• Ambulance service

St John Ambulance - South Region

Overall: Good read more about inspection ratings

16 Crowhurst Road, Brighton, East Sussex, BN1 8AP 0870 010 4950

Provided and run by:
St. John Ambulance

All Inspections

During an assessment of Emergency and urgent care

We carried out a responsive assessment on 11th July to the 17th of July 2024. Because we received information of concern about a lapse in leadership, bullying, under reporting of incidents, lack of urgent and emergency equipment, driver incidents, poor driver training and medicines management. We inspected 15 quality statements across our key questions for safe, effective and well led. We have combined the scores for these areas with scores from the last inspection. St John Ambulance provides regulated activities for urgent and emergency care. However, events work carried out by the service does not fall within the scope of this inspection. There was a good safety culture when incidents were investigated, learning was shared with staff to promote good practice. Staff provided safe care and treatment and the environment we inspected was safe and well maintained and contained adequate vehicles and equipment. The service had a small portion of paid staff and a larger volunteer crew base which included registered healthcare practitioners including paramedics, doctors and nurses who volunteered 240 practice hours a year each to support service delivery. Staff delivered good care and treatment following evidence-based practice. However, because the service had seen a change in leadership within the reporting period and had been forced to review its financial position, there were gaps in the leadership team which meant leaders were not always accessible or approachable, although recruitment was in progress for new leaders. Staff often found it hard to speak up about their concerns. Local governance process was minimal, and the service had risks. However, work streams to make improvements were still in their infancy. Some staff told us they were discouraged from speaking up or raising concerns.

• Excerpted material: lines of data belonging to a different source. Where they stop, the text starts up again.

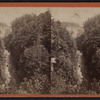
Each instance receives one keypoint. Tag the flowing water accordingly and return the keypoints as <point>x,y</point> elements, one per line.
<point>79,67</point>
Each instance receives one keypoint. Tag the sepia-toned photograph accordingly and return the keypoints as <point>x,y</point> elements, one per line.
<point>50,50</point>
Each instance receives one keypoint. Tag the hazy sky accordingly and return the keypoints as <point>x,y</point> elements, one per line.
<point>8,14</point>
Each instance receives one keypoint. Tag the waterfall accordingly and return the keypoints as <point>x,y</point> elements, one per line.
<point>79,67</point>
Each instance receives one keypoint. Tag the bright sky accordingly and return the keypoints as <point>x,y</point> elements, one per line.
<point>8,14</point>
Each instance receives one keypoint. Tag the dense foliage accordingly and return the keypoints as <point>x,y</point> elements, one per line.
<point>30,47</point>
<point>63,49</point>
<point>90,47</point>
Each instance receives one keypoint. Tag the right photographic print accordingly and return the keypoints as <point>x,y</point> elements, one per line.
<point>75,50</point>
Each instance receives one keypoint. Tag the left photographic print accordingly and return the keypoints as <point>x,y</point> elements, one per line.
<point>25,50</point>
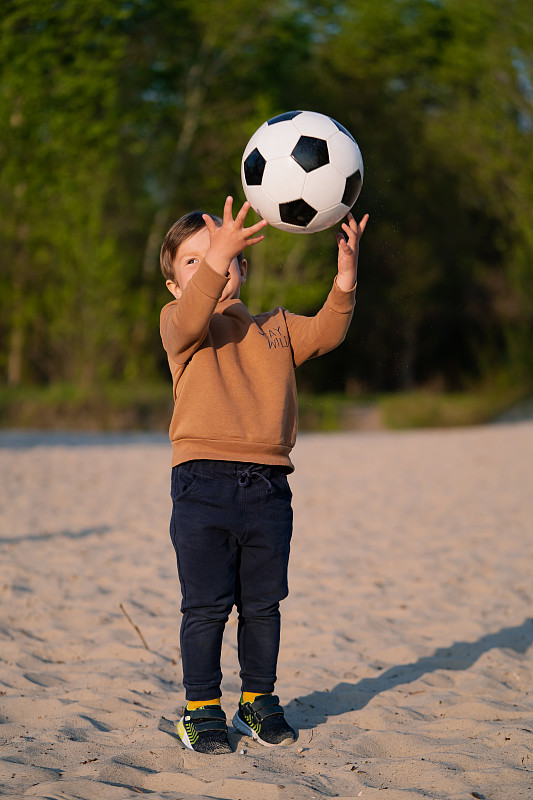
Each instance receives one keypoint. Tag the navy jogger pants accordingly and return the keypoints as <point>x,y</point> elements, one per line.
<point>231,528</point>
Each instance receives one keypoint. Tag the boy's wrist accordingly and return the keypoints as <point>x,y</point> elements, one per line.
<point>217,262</point>
<point>346,282</point>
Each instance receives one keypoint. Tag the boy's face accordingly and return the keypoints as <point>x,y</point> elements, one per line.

During an assessment of the hospital overall

We carried out a responsive assessment on 11th July to the 17th of July 2024. Because we received information of concern about a lapse in leadership, bullying, under reporting of incidents, lack of urgent and emergency equipment, driver incidents, poor driver training and medicines management. We inspected 15 quality statements across our key questions for safe, effective and well led. We have combined the scores for these areas with scores from the last inspection. St John Ambulance provides regulated activities for urgent and emergency care. However, events work carried out by the service does not fall within the scope of this inspection. There was a good safety culture when incidents were investigated, learning was shared with staff to promote good practice. Staff provided safe care and treatment and the environment we inspected was safe and well maintained and contained adequate vehicles and equipment. The service had a small portion of paid staff and a larger volunteer crew base which included registered healthcare practitioners including paramedics, doctors and nurses who volunteered 240 practice hours a year each to support service delivery. Staff delivered good care and treatment following evidence based practice. However, because the service had seen a change in leadership within the reporting period and had been forced to review its financial position, there were gaps in the leadership team which meant leaders were not always accessible or approachable, although recruitment was in progress for new leaders. Staff often found it hard to speak up about their concerns. Local governance process was minimal, and the service had risks. However, work streams to make improvements were still in their infancy. Some staff told us they were discouraged from speaking up or raising concern

13 September 2022, 14 September 2022, 16 September 2022, 21 September 2022, 22 September 2022, 27 September 2022

During a routine inspection

We rated it as good because:

  • The service had enough staff to care for patients and keep them safe. Staff had training in key skills, understood how to protect patients from abuse, and managed safety well. The service-controlled infection risk well. Staff assessed risks to patients, acted on them and kept good care records. The service managed safety incidents well and learned lessons from them. Staff collected safety information and used it to improve the service.
  • Staff provided good care and treatment. Managers monitored the effectiveness of the service and made sure staff were competent. Staff worked well together for the benefit of patients and supported them to make decisions about their care.
  • Staff treated patients with compassion and kindness, respected their privacy and dignity, took account of their individual needs, and helped them understand their conditions. They provided emotional support to patients, families and carers.
  • The service planned care to meet the needs of local people, took account of patients’ individual needs, and made it easy for people to give feedback. People could access the service when they needed it and did not have to wait too long.
  • Leaders ran services well using reliable information systems and supported staff to develop their skills. Staff understood the service’s vision and values, and how to apply them in their work. Staff felt respected, supported and valued. They were focused on the needs of patients receiving care. Staff were clear about their roles and accountabilities. The service engaged well with patients and the community to plan and manage services and all staff were committed to improving services continually.

However:

  • The service’s audits did not always ensure leaders could monitor compliance fully.
  • The service did not always correctly label sharps bins when they were in use.
  • There was a low level of compliance for staff appraisal rates.
  • Some staff carried medicines with them that they were not trained to use.
  • The service’s medicines standard operating procedure did not make clear whether two staff needed to sign controlled drugs medicine’s records in line with best practice.